BLARE is a regular expression matching framework that decomposes regular expressions into components and uses an adaptive runtime evaluation plan to speed up the evaluation.
BLARE is modular and can be built on top of any existing regex library. Currently we have example BLARE implementation on 4 commonly used regex libraries: RE2, PCRE2, Boost Regex, and ICU Regex.
The paper is available: BLARE
BLARE is implemented in C++, and we provide cmake file for building the project with the external dependencies excluding g++
, cmake
, and Boost
. Make sure you have g++
and cmake
in you system. For Ubuntu as an example, you can do
sudo apt update && sudo apt upgrade && sudo apt-get update
-
g++ (version 8.4.0 or higher)
sudo apt install build-essential
-
cmake (version 3.14 or higher)
sudo apt install cmake
-
pkg-config
sudo apt-get -y install pkg-config
-
Abseil
git clone https://github.com/abseil/abseil-cpp.git && cd abseil-cpp mkdir build && cd build cmake .. cmake --build . --target all sudo make install
-
Boost Library (version 1.65.1.0 or higher)
sudo apt-get install libboost-all-dev
-
Git-LFS
sudo apt-get install git-lfs
Make sure to check if the version satifies the requirement by
g++ --version
cmake --version
dpkg -s libboost-all-dev | grep 'Version'
We evaluate the performance of BLARE on two production workloads and one open-sourced workload. We have included the December 21st version of the open-source workload: US Accident Dataset and the regular expressions in the repository. The newest version of the dataset has different format and may not work with the hard-coded csv parsing logic in the original codebase; consider modifiy the read_traffic
function in the code that you will be running. To use the original version of the dataset, install git lfs
then run
git lfs pull
to retrieve the dataset.
The code in the root directory is under continuous developement, and may not produce results identical to that in the BLARE paper. To reproduce most accurate results in the paper, compile and run the original experiment code in BLARE_CODE folder. The instruction for compilation and running is in the original_codebase folder
To build BLARE and experiments that can be run on customized workloads, follow the commands below:
mkdir build && cd build
cmake ..
make
export LD_LIBRARY_PATH=$LD_LIBRARY_PATH:${PWD}/_deps/ICU-build/lib
export LD_LIBRARY_PATH=$LD_LIBRARY_PATH:${PWD}/_deps/pcre2-build/lib
Run BLARE with
cd src
./blare regex_lib_name input_regex_file input_data_file [output_file]

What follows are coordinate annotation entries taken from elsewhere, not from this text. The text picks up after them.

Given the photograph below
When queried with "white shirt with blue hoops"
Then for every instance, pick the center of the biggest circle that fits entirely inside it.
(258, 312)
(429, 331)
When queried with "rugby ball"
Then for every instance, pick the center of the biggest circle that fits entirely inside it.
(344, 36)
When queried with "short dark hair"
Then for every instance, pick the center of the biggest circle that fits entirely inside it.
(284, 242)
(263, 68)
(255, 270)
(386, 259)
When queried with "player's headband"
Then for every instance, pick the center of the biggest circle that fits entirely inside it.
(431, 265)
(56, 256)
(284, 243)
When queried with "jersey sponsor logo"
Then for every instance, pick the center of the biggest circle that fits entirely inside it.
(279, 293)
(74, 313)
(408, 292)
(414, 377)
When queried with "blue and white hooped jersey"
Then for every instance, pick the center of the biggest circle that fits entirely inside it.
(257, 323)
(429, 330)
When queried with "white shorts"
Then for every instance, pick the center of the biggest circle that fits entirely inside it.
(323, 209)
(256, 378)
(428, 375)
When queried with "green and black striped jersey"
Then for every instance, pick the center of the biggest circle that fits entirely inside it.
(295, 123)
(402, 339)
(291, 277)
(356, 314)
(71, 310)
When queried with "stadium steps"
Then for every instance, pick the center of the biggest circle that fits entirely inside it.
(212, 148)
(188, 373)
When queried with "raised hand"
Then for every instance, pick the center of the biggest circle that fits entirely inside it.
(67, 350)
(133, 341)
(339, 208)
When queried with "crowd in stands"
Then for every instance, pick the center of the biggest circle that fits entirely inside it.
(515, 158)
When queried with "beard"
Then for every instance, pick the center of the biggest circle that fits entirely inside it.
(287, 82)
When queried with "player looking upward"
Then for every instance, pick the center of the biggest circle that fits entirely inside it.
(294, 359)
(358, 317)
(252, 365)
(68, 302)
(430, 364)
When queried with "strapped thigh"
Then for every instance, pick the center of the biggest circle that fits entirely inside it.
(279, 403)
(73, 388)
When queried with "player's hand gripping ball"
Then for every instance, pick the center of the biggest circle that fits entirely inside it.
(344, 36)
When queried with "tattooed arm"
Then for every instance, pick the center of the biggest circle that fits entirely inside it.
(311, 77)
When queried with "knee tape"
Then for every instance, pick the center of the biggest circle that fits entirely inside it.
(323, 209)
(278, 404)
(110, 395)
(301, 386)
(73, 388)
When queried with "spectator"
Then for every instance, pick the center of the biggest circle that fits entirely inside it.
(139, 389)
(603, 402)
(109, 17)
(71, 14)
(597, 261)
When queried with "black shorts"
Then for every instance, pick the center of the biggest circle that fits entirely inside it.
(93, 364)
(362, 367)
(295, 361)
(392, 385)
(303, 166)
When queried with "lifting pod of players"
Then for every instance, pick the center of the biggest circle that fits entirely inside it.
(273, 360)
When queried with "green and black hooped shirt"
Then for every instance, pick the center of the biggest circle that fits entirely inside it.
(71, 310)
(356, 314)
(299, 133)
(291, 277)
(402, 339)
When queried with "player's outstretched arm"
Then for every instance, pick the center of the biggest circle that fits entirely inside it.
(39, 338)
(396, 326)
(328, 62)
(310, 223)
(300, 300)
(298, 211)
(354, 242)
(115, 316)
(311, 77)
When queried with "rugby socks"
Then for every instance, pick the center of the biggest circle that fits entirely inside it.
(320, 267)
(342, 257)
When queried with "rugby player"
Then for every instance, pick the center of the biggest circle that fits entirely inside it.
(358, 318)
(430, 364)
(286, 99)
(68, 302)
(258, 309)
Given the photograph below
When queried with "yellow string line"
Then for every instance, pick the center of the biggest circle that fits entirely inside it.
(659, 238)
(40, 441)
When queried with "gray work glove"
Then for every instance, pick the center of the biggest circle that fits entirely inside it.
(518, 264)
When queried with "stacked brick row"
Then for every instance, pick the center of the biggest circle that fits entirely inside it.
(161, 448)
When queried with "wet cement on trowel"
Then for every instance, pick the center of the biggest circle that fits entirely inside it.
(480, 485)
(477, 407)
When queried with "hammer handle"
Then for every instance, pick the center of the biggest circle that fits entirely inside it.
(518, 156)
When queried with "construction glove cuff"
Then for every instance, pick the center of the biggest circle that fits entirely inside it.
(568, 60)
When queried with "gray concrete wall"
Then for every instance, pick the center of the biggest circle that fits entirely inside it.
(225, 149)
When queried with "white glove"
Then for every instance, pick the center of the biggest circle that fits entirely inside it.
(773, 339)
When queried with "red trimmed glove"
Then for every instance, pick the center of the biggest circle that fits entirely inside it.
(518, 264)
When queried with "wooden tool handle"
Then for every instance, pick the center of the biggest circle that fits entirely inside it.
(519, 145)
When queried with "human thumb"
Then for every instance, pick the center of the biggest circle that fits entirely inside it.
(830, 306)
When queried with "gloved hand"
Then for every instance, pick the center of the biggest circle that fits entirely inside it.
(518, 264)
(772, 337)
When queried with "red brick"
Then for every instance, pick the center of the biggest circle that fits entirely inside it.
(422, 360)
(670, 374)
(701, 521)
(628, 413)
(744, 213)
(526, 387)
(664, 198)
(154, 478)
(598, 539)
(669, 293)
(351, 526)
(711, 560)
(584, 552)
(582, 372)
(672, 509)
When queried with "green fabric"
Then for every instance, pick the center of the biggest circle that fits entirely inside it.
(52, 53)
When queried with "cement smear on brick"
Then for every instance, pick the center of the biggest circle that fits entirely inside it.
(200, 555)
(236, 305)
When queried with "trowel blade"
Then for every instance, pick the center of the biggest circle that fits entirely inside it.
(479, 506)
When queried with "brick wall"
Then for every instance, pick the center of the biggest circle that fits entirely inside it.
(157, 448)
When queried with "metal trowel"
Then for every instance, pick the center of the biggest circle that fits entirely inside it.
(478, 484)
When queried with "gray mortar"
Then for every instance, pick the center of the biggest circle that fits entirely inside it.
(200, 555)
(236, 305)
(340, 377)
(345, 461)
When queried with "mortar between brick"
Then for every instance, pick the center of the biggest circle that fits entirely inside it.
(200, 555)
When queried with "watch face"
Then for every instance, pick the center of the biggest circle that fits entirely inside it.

Run specific experiments comparing BLARE with underlying regex libraries, use
cd experiments
./[base_regex_library]_expr output_file [-n num_repeat] [-r input_regex_file] [-d input_data_file]
The paper contains results from 2 Microsoft-internal workloads and 1 public workload. To run original code comparing BLARE, 3-Way-Split, Multi-Way-Split, with underlying regex libraries on the public US-Accident dataset, use
cd original_codebase/BLARE_CODE
./blare_[base_regex_library]
The original_codebase
folder also contains a Jupyter notebook to plot the bar plot and box plot for re2_traffic.csv
generated by running blare_re2
.